For this week’s list of newly-released nonfiction titles, there really is not much of a theme at all. Therefore, we’re going to go ahead and call this week “Modge Podge Week!” If it can be a category in some Jeopardy games, then it can certainly be our theme for the week. Ranging from the history of the United States to travel to murder, this nonfiction list has something for everyone…
1. Pappyland: A Story of Family, Fine Bourbon, and the Things That Last by Wright Thompson
This first item on our list follows the story of Julian Van Winkle III, the third-generation head of his family’s Kentucky Bourbon business, which began with his grandfather, Pappy Van Winkle. Pappy Van Winkle began the business in a world that appreciated the craft of creating their whiskey, but Julian and his father would deal with a much different marketplace. How would Julian go about navigating this complicated situation once he took up the family business? You’ll have to read the book to find out.
2. Clanlands: Whisky, Warfare, and a Scottish Adventure Like No Other by Sam Heughan and Graham McTavish
If you’re a fan of Outlander, a fan of travelling, or a fan of adventures, then this book is definitely for you. Written by the stars of Outlander, Sam Heughan and Graham McTavish, this book follows them along an incredible journey, which began in Glencoe, Scotland. Both are natives of Scotland, so this book practically doubles as their love letter to the country, although this love letter was more in the form of exploration, a development of a great friendship, and plenty of whiskey.
3. First Principles: What America’s Founders Learned from the Greeks and Romans and How That Shaped Our Country by Thomas E. Ricks
Thomas E. Ricks, Pulitzer Prize-winning journalist and number one New York Times bestselling author, takes this look back at the philosophy and literature that the Founding Fathers would have been influenced by. First Principles follows the first four presidents throughout their lives, with Ricks interpreting both the effect of these works on their own lives, as well as the effect it would have in the makeup of the Constitution and the government of the United States.
4. The Practice: Shipping Creative Work by Seth Godin
Establishing a pattern based upon who usually achieves success, Seth Godin bases The Practice on his previous breakthrough Akimbo workshop. He emphasizes the importance of consistency and regularly doing things that slowly bring you closer and closer to your goals. Not only this, but he covers the all-too-common issue of hitting a block, providing insight on how to get yourself out and keep moving forward. Godin guides his readers through the expansion of a passionate hobby into a productive contribution to your goals and life.

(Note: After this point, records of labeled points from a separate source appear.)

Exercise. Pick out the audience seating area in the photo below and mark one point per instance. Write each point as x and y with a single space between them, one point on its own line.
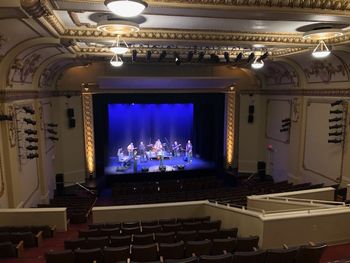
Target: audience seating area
198 189
78 202
13 239
191 240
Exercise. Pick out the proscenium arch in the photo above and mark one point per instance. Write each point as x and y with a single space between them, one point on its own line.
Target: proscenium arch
49 62
18 49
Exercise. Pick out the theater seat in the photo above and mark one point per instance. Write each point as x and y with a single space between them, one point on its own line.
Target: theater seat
310 254
172 251
116 254
88 255
185 260
66 256
250 257
281 255
144 253
223 258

5. We Keep the Dead Close: A Murder at Harvard and a Half Century of Silence by Becky Cooper
Turning now to a much darker concept, we arrive at our final item on the list, which tells the wild and mysterious story of Jane Britton’s murder. In 1969, Britton was a student in Harvard’s Anthropology Department and daughter of the Vice President of Radcliffe, the all-female schools that had just begun merging with Harvard. Britton was found bludgeoned to death in her apartment, a story which would haunt Harvard and be heard in its halls even after forty years as the murder had not been solved. Cooper writes this memoir as a form of investigative reporting while addressing difficult concepts including misogyny and murder.